Wireless communication systems are well known in the art. Generally, such systems comprise communication stations, which transmit and receive wireless communication signals between each other. Depending upon the type of system, communication stations typically are one of two types of wireless transmit/receive units (WTRUs): one type is the base station, the other is the subscriber unit, which may be mobile.
The term base station as used herein includes, but is not limited to, a base station, access point (AP), Node B, site controller, or other interfacing device in a wireless environment that provides other WTRUs with wireless access to a network with which the base station is associated.
The term subscriber unit as used herein includes, but is not limited to, a user equipment, mobile station, fixed or mobile subscriber unit, pager, or any other type of device capable of operating in a wireless environment. Such WTRUs include personal communication devices, such as phones, video phones, and Internet ready phones that have network connections. In addition, WTRUs include portable personal computing devices, such as PDAs and notebook computers with wireless modems that have similar network capabilities. WTRUs that are portable or can otherwise change location are referred to as mobile units.
Typically, a network of base stations is provided wherein each base station is capable of conducting concurrent wireless communications with appropriately configured WTRUs, as well as multiple appropriately configured base stations. Some WTRUs may alternatively be configured to conduct wireless communications directly between each other, i.e., without being relayed through a network via a base station. This is commonly called peer-to-peer wireless communications. Where a WTRU is configured to communicate directly with other WTRUs it may itself also be configured as and function as a base station. WTRUs can be configured for use in multiple networks, with both network and peer-to-peer communications capabilities.
One type of wireless system, called a wireless local area network (WLAN), can be configured to conduct wireless communications with WTRUs equipped with WLAN modems that are also able to conduct peer-to-peer communications with similarly equipped WTRUs. Currently, WLAN modems are being integrated into many traditional communicating and computing devices by manufacturers. For example, cellular phones, personal digital assistants, and laptop computers are being built with one or more WLAN modems.
In the wireless cellular telephone context, one current standard in widespread use is known as Global System for Mobile Telecommunications (GSM). This is considered as a so-called Second Generation mobile radio system standard (2G) and was followed by its revision (2.5G). General Packet Radio Service (GPRS) and Enhanced Data for GSM Evolution (EDGE) are examples of 2.5G technologies that offer relatively high speed data service on top of (2G) GSM networks. Each one of these standards sought to improve upon the prior standard with additional features and enhancements. In January 1998, the European Telecommunications Standard Institute—Special Mobile Group (ETSI SMG) agreed on a radio access scheme for Third Generation Radio Systems called Universal Mobile Telecommunications Systems (UMTS). To further implement the UMTS standard, the Third Generation Partnership Project (3GPP) was formed in December 1998. 3GPP continues to work on a common third generational mobile radio standard. In addition to the 3GPP standards, 3GPP2 standards are being developed that use Mobile IP in a Core Network for mobility.

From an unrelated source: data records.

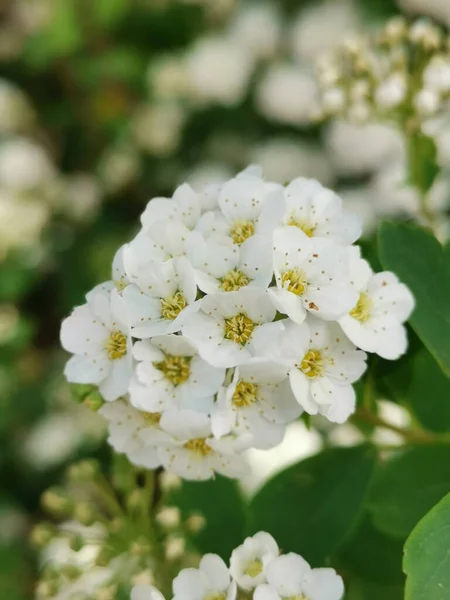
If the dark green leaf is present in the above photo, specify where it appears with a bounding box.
[403,494,450,600]
[379,223,450,376]
[167,476,245,561]
[409,349,450,433]
[249,446,375,566]
[333,515,405,586]
[369,445,450,538]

Popular WLAN environments with one or more WLAN base stations, typically called access points (APs), are built according to the IEEE 802 family of standards. Access to these networks usually requires user authentication procedures. Protocols for such systems are presently being standardized in the WLAN technology area such as the framework of protocols provided in the IEEE 802 family of standards.
A basic service set (BSS) is the basic building block of an IEEE 802.11 WLAN, which comprises WTRUs also referred to as stations (STAs). Basically, the set of STAs which can talk to each other can form a BSS. Multiple BSSs are interconnected through an architectural component called a distribution system (DS), to form an extended service set (ESS). An access point (AP) is a WTRU that provides access to the DS by providing DS services, and generally allows concurrent access to the DS by multiple STAs.
In an AP-based WLAN, a WTRU must communicate wirelessly with a specific AP situated in its vicinity. The WTRU is said to be associated with this AP. It is sometimes necessary or desirable for a WTRU to change the AP to which it is associated (“reassociation”). For example, the WTRU may be experiencing poor signal conditions because it is moving out of the geographic area served by the AP with which it is originally associated (original AP). Poor signal conditions can also be caused by congestion arising in the basic service set (BSS) served by the original AP.
A WTRU can use a WLAN to communicate via the Internet by establishing a communication session with an Internet server via the associated AP, and obtaining a unique IP address. Generally this type of communication requires establishing routing information that allows the WTRU to send information to the Internet and to receive information sent to its IP address from the Internet. Maintaining the communication session when the WTRU reassociates to a new AP requires a mechanism to transfer the session to the new AP and update the routing information.
A WTRU can also be configured to communicate with two or more different types of networks. Such a device is called a multimode WTRU. For example, a WTRU may be configured to communicate with three different networks such as an 802.11 (WiFi) network, an 803.16 (WiMAX) network and a cellular telephone network. Multimode WTRUs can be configured to operate independently in each type of network in which it they are configured to operate. For example, a multi-mode WTRU is disclosed in U.S. Publication No. 20040248615 published Dec. 9, 2004 and owned by the assignee of the present invention.
In an independent multimode implementation, the WTRU may conduct one or more communications under different communication standards, but can only handover a particular communication within the context of the same type of network. In order to provide additional functionality and versatility, it is desirable to provide a handover mechanism which allows a multimode WTRU to handover a communication from one type of network station using one communication standard to another type of network station using a different communication standard.